Women on the Edge: Poverty and “Miserability” in the Iberian Colonial World

AHA Session 267
Conference on Latin American History 47
Sunday, January 11, 2026: 9:00 AM-10:30 AM
Hancock Parlor (Palmer House Hilton, Sixth Floor)
Chair:
Hannah Abrahamson, College of the Holy Cross
Comment:
Arturo Luna Loranca, Hampton University

Session Abstract

Iberian colonies in the Americas and Asia produced record-breaking wealth for the Portuguese and Spanish Empires over the course of the late-fifteenth through early-nineteenth centuries. This wealth was by no means evenly distributed among the populations of the complex, hierarchical societies that developed within these colonial contexts. The terms “poverty” and “miserable” were relative and carried many meanings in Iberian colonies. Propertied settlers who owned land and enslaved laborers yet possessed little cash characterized themselves as “poor and in need” in petitions the Crown. The Spanish and Portuguese Crowns categorized Indigenous peoples as “miserables” who were in need of legal assistance and protections. Enslaved and free people of varied ethnic backgrounds and could find themselves in financially precarious positions. This panel uses a gendered lens to examine how women in distinct Iberian colonial settings experienced poverty and miserability and, in some cases, used the terms to defend their own interests in legal settings.

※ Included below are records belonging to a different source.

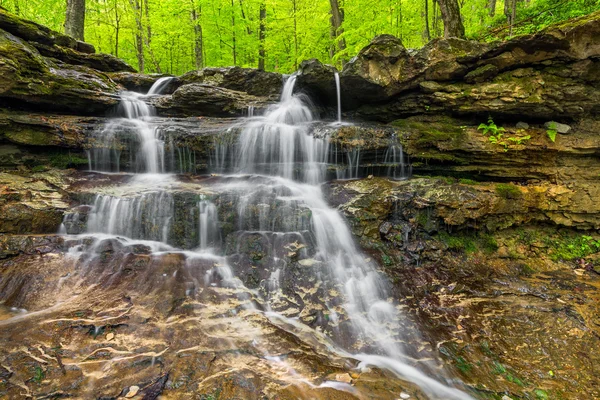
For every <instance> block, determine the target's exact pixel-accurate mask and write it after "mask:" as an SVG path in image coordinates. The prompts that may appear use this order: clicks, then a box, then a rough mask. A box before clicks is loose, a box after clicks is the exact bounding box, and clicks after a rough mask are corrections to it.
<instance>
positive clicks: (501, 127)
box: [477, 117, 531, 151]
mask: <svg viewBox="0 0 600 400" xmlns="http://www.w3.org/2000/svg"><path fill="white" fill-rule="evenodd" d="M477 130H483V134H484V135H487V134H488V133H491V135H490V136H489V137H488V140H489V141H490V143H492V144H497V145H499V146H502V147H503V148H504V151H508V148H509V146H510V145H517V146H520V145H523V144H525V143H526V142H527V141H528V140H529V139H531V135H526V136H511V137H506V138H505V137H504V135H505V132H506V130H505V129H504V128H502V127H499V126H497V125H496V124H495V123H494V120H493V119H492V117H489V118H488V123H487V124H480V125H479V127H478V128H477ZM519 132H521V131H519Z"/></svg>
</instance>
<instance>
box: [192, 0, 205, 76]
mask: <svg viewBox="0 0 600 400" xmlns="http://www.w3.org/2000/svg"><path fill="white" fill-rule="evenodd" d="M190 1H191V3H192V12H191V16H192V24H193V25H194V65H195V67H196V69H201V68H204V37H203V36H202V24H201V22H200V16H201V15H202V6H198V9H196V5H195V4H194V0H190Z"/></svg>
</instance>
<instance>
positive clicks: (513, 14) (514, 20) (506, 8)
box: [504, 0, 517, 36]
mask: <svg viewBox="0 0 600 400" xmlns="http://www.w3.org/2000/svg"><path fill="white" fill-rule="evenodd" d="M504 15H506V19H507V21H508V25H510V30H509V32H508V34H509V36H512V30H513V25H514V24H515V20H516V17H517V0H504Z"/></svg>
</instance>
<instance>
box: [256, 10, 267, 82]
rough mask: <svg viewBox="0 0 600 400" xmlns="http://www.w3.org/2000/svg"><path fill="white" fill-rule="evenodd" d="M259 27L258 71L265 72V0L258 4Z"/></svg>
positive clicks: (258, 44) (258, 16)
mask: <svg viewBox="0 0 600 400" xmlns="http://www.w3.org/2000/svg"><path fill="white" fill-rule="evenodd" d="M258 18H259V20H260V25H259V28H258V69H259V70H261V71H264V70H265V39H266V29H265V22H266V19H267V6H266V4H265V0H263V1H262V2H261V3H260V11H259V16H258Z"/></svg>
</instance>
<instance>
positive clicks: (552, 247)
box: [544, 235, 600, 261]
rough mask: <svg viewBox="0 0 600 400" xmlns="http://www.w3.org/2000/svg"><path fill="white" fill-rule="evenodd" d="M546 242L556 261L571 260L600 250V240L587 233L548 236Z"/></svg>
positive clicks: (546, 243) (593, 253)
mask: <svg viewBox="0 0 600 400" xmlns="http://www.w3.org/2000/svg"><path fill="white" fill-rule="evenodd" d="M544 242H545V244H546V245H547V246H548V247H549V248H550V259H552V260H554V261H559V260H564V261H571V260H576V259H579V258H584V257H587V256H589V255H590V254H594V253H598V252H600V240H595V239H594V238H593V237H591V236H587V235H577V236H563V237H560V238H558V239H556V238H554V239H551V238H546V239H545V240H544Z"/></svg>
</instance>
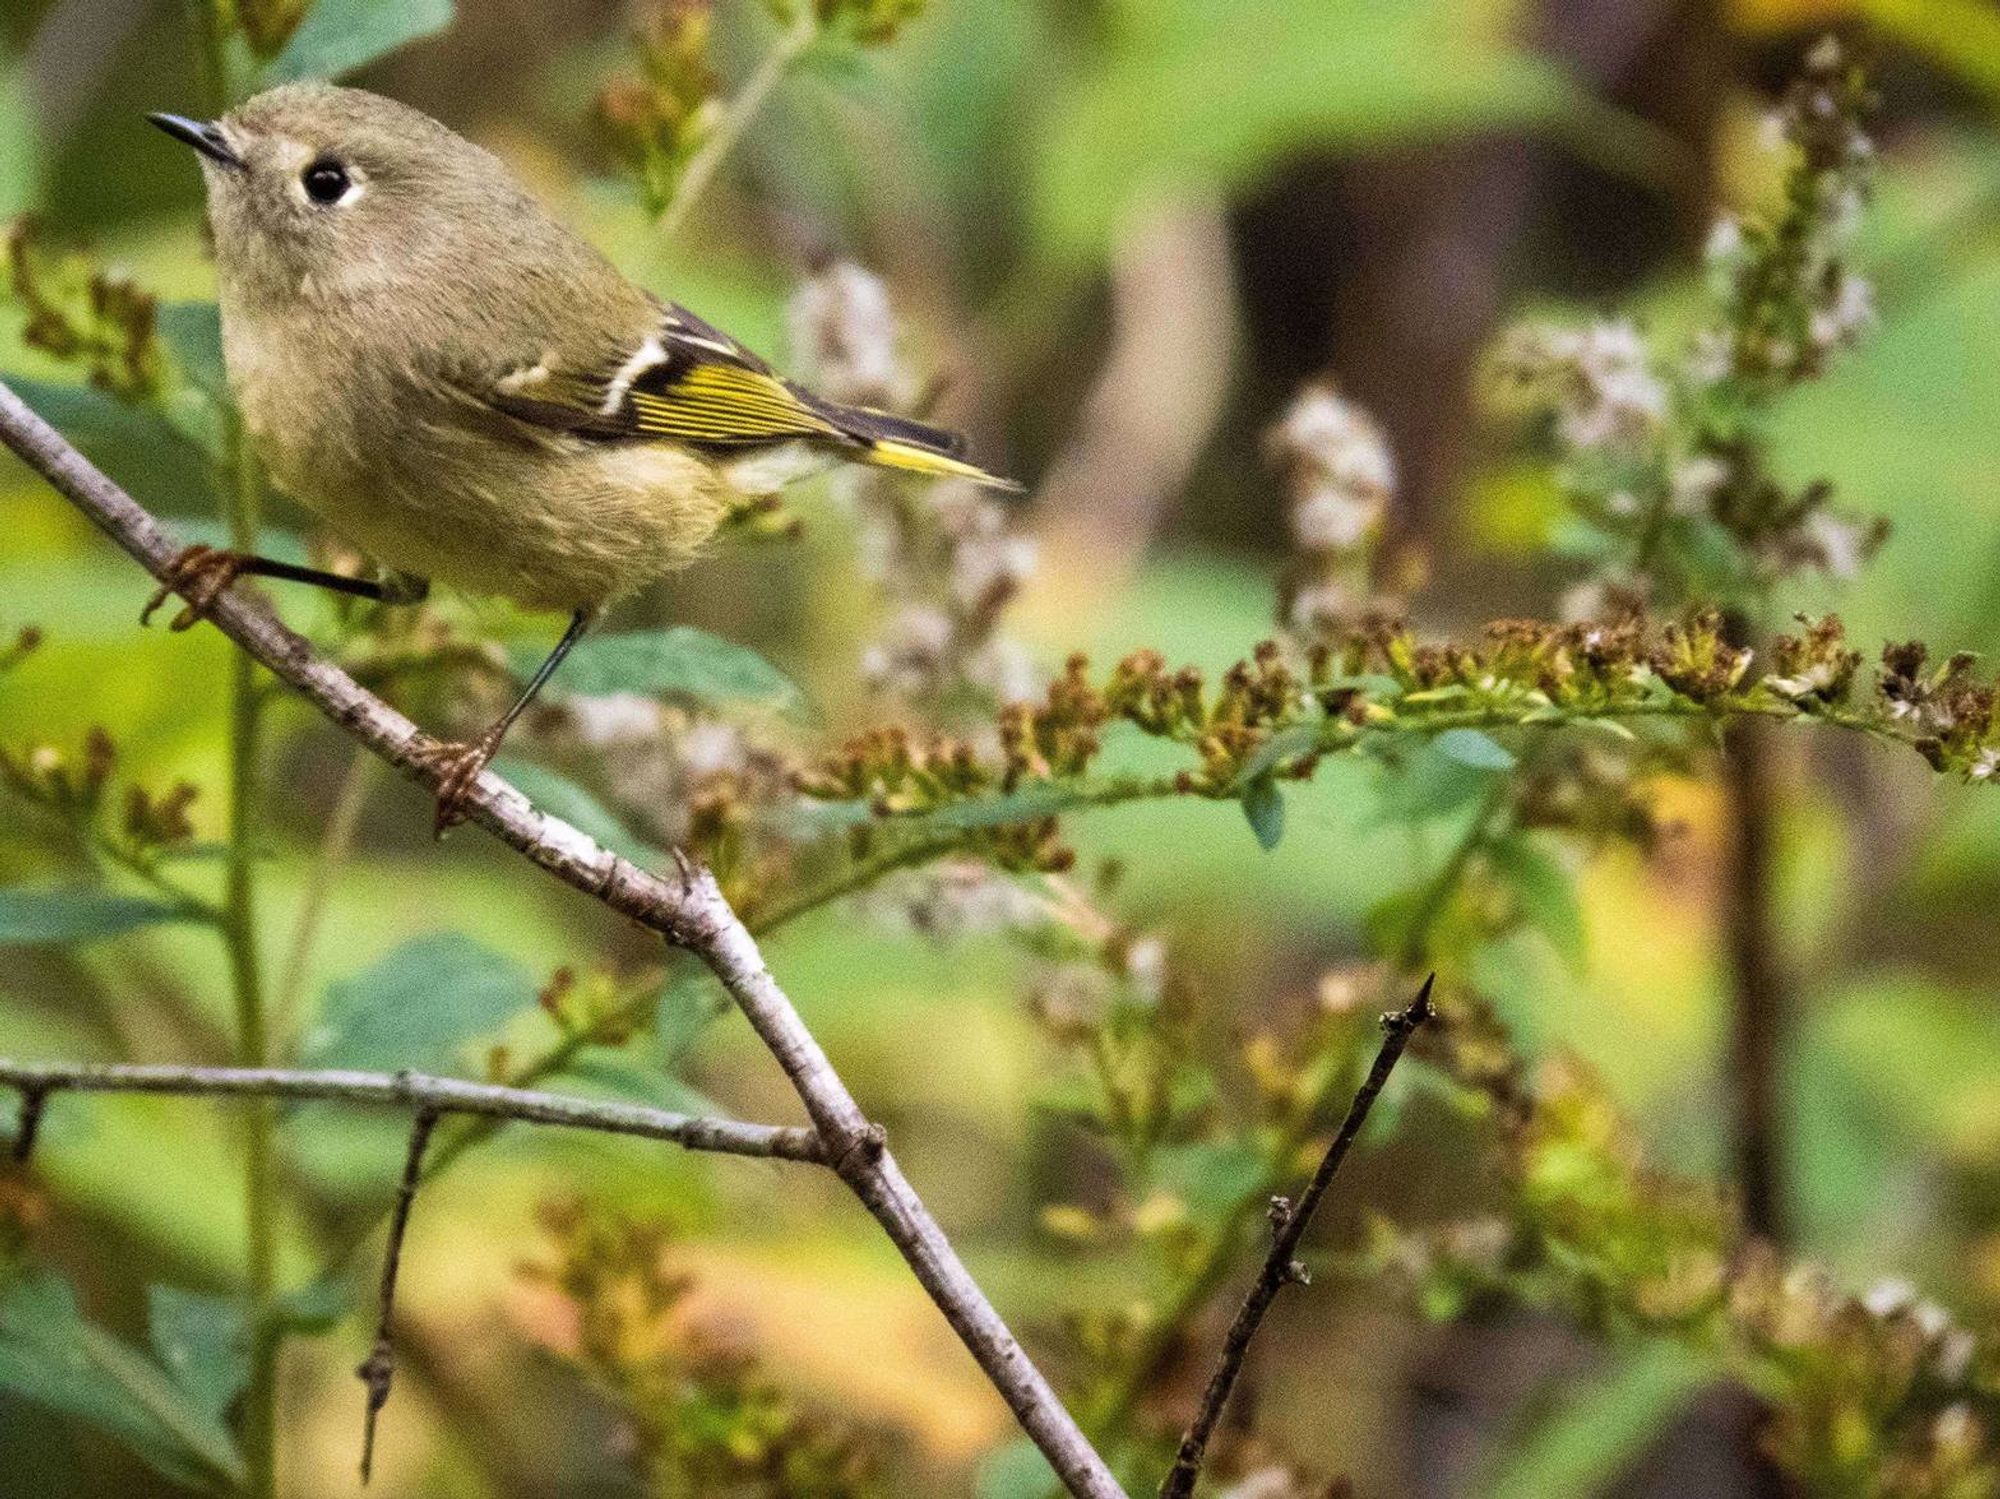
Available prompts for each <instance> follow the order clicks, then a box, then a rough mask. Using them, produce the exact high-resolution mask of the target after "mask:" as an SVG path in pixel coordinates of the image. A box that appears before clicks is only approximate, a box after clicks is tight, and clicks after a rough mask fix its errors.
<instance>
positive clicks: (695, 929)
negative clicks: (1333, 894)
mask: <svg viewBox="0 0 2000 1499" xmlns="http://www.w3.org/2000/svg"><path fill="white" fill-rule="evenodd" d="M0 442H4V444H6V446H8V448H10V450H12V452H14V454H18V456H20V458H22V460H26V462H28V466H30V468H34V470H36V472H40V474H42V478H46V480H48V482H50V484H52V486H54V488H56V490H58V492H60V494H62V496H64V498H68V500H70V502H72V504H74V506H76V508H78V510H82V512H84V514H86V516H88V518H90V520H92V522H94V524H96V526H98V528H100V530H102V532H104V534H106V536H110V538H112V540H114V542H116V544H118V546H120V548H124V550H126V552H128V554H130V556H132V558H136V560H138V562H140V564H142V566H144V568H146V570H148V572H150V574H152V576H154V578H160V580H164V576H166V572H168V564H170V562H172V560H174V558H176V556H178V552H180V546H176V542H174V538H172V536H168V534H166V532H164V530H162V528H160V524H158V522H156V520H154V518H152V516H150V514H148V512H146V510H144V508H142V506H138V504H136V502H134V500H132V496H128V494H126V492H124V490H120V488H118V486H116V484H112V482H110V480H108V478H106V476H104V474H102V472H98V470H96V468H94V466H92V464H90V462H88V460H86V458H84V456H82V454H80V452H76V448H72V446H70V444H68V442H66V440H64V438H62V434H58V432H56V430H54V428H52V426H48V424H46V422H44V420H42V418H40V416H36V414H34V412H32V410H30V408H28V406H26V404H24V402H22V400H20V398H18V396H16V394H14V392H12V390H8V388H6V386H4V384H0ZM208 618H210V620H212V622H214V626H216V628H218V630H222V634H226V636H228V638H230V640H234V642H236V644H238V646H242V650H244V652H248V654H250V656H252V658H254V660H258V662H262V664H264V666H266V668H268V670H270V672H274V674H276V676H280V678H282V680H284V682H288V684H292V686H294V688H296V690H298V692H300V694H304V696H306V698H308V700H310V702H312V704H314V706H318V708H320V712H322V714H326V716H328V718H330V720H332V722H334V724H338V726H340V728H342V730H344V732H346V734H348V736H352V738H354V740H356V742H360V744H366V746H368V748H370V750H374V751H376V753H378V755H382V757H384V759H386V761H388V763H390V765H394V767H396V769H398V771H400V773H402V775H406V777H408V779H414V781H420V783H424V785H430V787H432V789H436V775H434V771H430V769H426V767H424V765H422V763H418V759H416V750H418V748H420V746H422V744H424V736H422V734H420V730H418V728H416V724H412V722H410V720H408V718H404V716H402V714H398V712H396V710H394V708H390V706H388V704H384V702H382V700H380V698H376V696H374V694H370V692H366V690H362V688H360V686H358V684H356V682H354V680H352V678H350V676H348V674H346V672H342V670H338V668H336V666H332V664H330V662H326V660H324V658H322V656H318V652H314V650H312V646H310V644H308V642H306V640H304V638H302V636H298V634H294V632H292V630H286V628H284V624H280V622H278V620H276V618H274V616H272V614H270V612H268V610H266V608H262V606H260V604H256V602H252V600H248V598H240V596H234V594H224V596H222V598H218V600H216V604H214V606H212V608H210V612H208ZM466 811H468V817H470V821H474V823H478V825H480V827H484V829H488V831H490V833H494V835H496V837H498V839H500V841H502V843H506V845H508V847H512V849H516V851H518V853H522V855H526V857H528V859H530V861H534V863H536V865H540V867H542V869H546V871H548V873H552V875H554V877H556V879H560V881H564V883H566V885H572V887H574V889H580V891H584V893H586V895H592V897H594V899H598V901H602V903H604V905H606V907H610V909H614V911H618V913H620V915H624V917H628V919H632V921H636V923H638V925H642V927H648V929H652V931H656V933H660V935H662V937H666V939H668V941H672V943H676V945H682V947H688V949H690V951H694V953H696V955H698V957H700V959H702V961H704V963H706V965H708V967H710V971H714V975H716V977H718V979H720V981H722V987H724V989H728V993H730V997H732V999H736V1005H738V1007H740V1009H742V1011H744V1017H746V1019H748V1021H750V1025H752V1029H756V1033H758V1037H760V1039H762V1041H764V1045H766V1047H768V1049H770V1051H772V1055H774V1057H776V1059H778V1065H782V1067H784V1071H786V1077H790V1081H792V1087H794V1089H796V1091H798V1095H800V1101H802V1103H804V1105H806V1113H808V1115H810V1119H812V1123H814V1129H816V1131H818V1135H820V1141H822V1143H824V1149H826V1155H828V1157H830V1163H832V1167H834V1169H836V1171H840V1175H842V1179H844V1181H846V1183H848V1187H850V1189H852V1191H854V1195H856V1197H860V1199H862V1203H864V1205H866V1207H868V1211H870V1213H872V1215H874V1217H876V1221H878V1223H880V1225H882V1229H884V1231H886V1233H888V1237H890V1239H892V1241H894V1243H896V1249H898V1251H900V1253H902V1257H904V1261H906V1263H908V1265H910V1269H912V1273H914V1275H916V1279H918V1281H920V1283H922V1287H924V1291H926V1293H928V1295H930V1299H932V1301H934V1303H936V1305H938V1309H940V1311H942V1313H944V1317H946V1321H950V1325H952V1329H954V1331H956V1333H958V1337H960V1341H962V1343H964V1345H966V1349H968V1351H970V1353H972V1357H974V1359H978V1363H980V1367H982V1369H984V1371H986V1377H988V1381H990V1383H992V1385H994V1389H996V1391H998V1393H1000V1395H1002V1399H1006V1403H1008V1407H1010V1409H1012V1411H1014V1417H1016V1419H1018V1421H1020V1425H1022V1429H1024V1431H1026V1433H1028V1437H1030V1439H1032V1441H1034V1443H1036V1447H1038V1449H1040V1451H1042V1455H1044V1457H1046V1459H1048V1463H1050V1467H1054V1469H1056V1473H1058V1477H1060V1479H1062V1481H1064V1485H1066V1487H1068V1489H1070V1493H1072V1495H1080V1497H1082V1499H1114V1497H1122V1495H1124V1491H1122V1489H1120V1487H1118V1481H1116V1479H1114V1477H1112V1473H1110V1469H1108V1467H1106V1463H1104V1459H1102V1457H1100V1455H1098V1451H1096V1449H1094V1447H1092V1445H1090V1441H1088V1439H1086V1437H1084V1433H1082V1431H1080V1429H1078V1427H1076V1421H1074V1419H1072V1417H1070V1413H1068V1411H1066V1409H1064V1407H1062V1401H1060V1399H1056V1393H1054V1389H1050V1385H1048V1381H1046V1379H1044V1377H1042V1373H1040V1371H1038V1369H1036V1367H1034V1363H1030V1359H1028V1355H1026V1353H1024V1351H1022V1347H1020V1343H1018V1341H1016V1337H1014V1333H1012V1331H1008V1327H1006V1323H1004V1321H1002V1319H1000V1313H998V1311H994V1307H992V1303H990V1301H988V1299H986V1293H984V1291H980V1287H978V1283H976V1281H974V1279H972V1275H970V1273H968V1271H966V1267H964V1263H960V1259H958V1255H956V1251H954V1249H952V1245H950V1241H948V1239H946V1237H944V1231H942V1229H940V1227H938V1223H936V1219H934V1217H932V1215H930V1209H928V1207H924V1201H922V1199H920V1197H918V1195H916V1191H914V1189H912V1187H910V1183H908V1181H906V1179H904V1175H902V1169H900V1167H898V1165H896V1159H894V1155H890V1151H888V1149H884V1147H882V1143H880V1141H882V1133H880V1129H878V1127H876V1125H872V1123H868V1117H866V1115H864V1113H862V1109H860V1105H858V1103H856V1101H854V1097H852V1093H848V1089H846V1083H844V1081H842V1079H840V1075H838V1073H836V1071H834V1065H832V1061H828V1057H826V1053H824V1051H822V1049H820V1043H818V1041H816V1039H814V1035H812V1031H810V1029H806V1023H804V1019H800V1015H798V1009H794V1005H792V1001H790V997H788V995H786V993H784V989H780V987H778V981H776V979H774V977H772V975H770V969H766V967H764V955H762V953H760V951H758V945H756V939H754V937H752V935H750V931H748V929H746V927H744V923H742V921H740V919H738V917H736V913H734V911H732V909H730V905H728V901H726V899H724V897H722V891H720V887H718V885H716V879H714V875H712V873H710V871H708V869H702V867H696V865H692V863H682V867H680V877H678V879H664V877H660V875H656V873H652V871H648V869H640V867H638V865H634V863H630V861H628V859H622V857H618V855H616V853H612V851H610V849H606V847H602V845H600V843H596V839H592V837H588V835H586V833H582V831H580V829H576V827H572V825H570V823H566V821H562V819H560V817H554V815H550V813H546V811H538V809H536V807H534V805H532V803H530V801H528V797H524V795H522V793H520V791H516V789H514V787H512V785H508V783H506V781H504V779H500V777H498V775H494V773H492V771H486V773H484V775H480V779H478V783H476V785H474V787H472V793H470V795H468V799H466Z"/></svg>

The gendered meanings of poverty and miserabilty varied across space and time. This panel brings together scholarship on Black women in Central Mexico, unhappily married women in Río de la Plata, and Buddhist women who converted to Christianity in Japan. The papers in this panel examine how women from specific economic backgrounds were affected by violence and exploitation within the Portuguese and Spanish Empires. Black women in Central Mexico developed close ties and financial networks to improve their social and material lives. Women in eighteenth-century Río de la Plata accused their husbands of “sevicia” or inhumane treatment when they appealed to ecclesiastical courts to intervene on their behalf. Portuguese missionaries in Japan recorded case studies of Buddhist women’s conversion to Christianity, a process that was contingent on their gender, social status, and age. The three papers address how women actively engaged as legal litigants, strategically manipulating concepts such as poverty and miserability to achieve their objectives in seeking justice.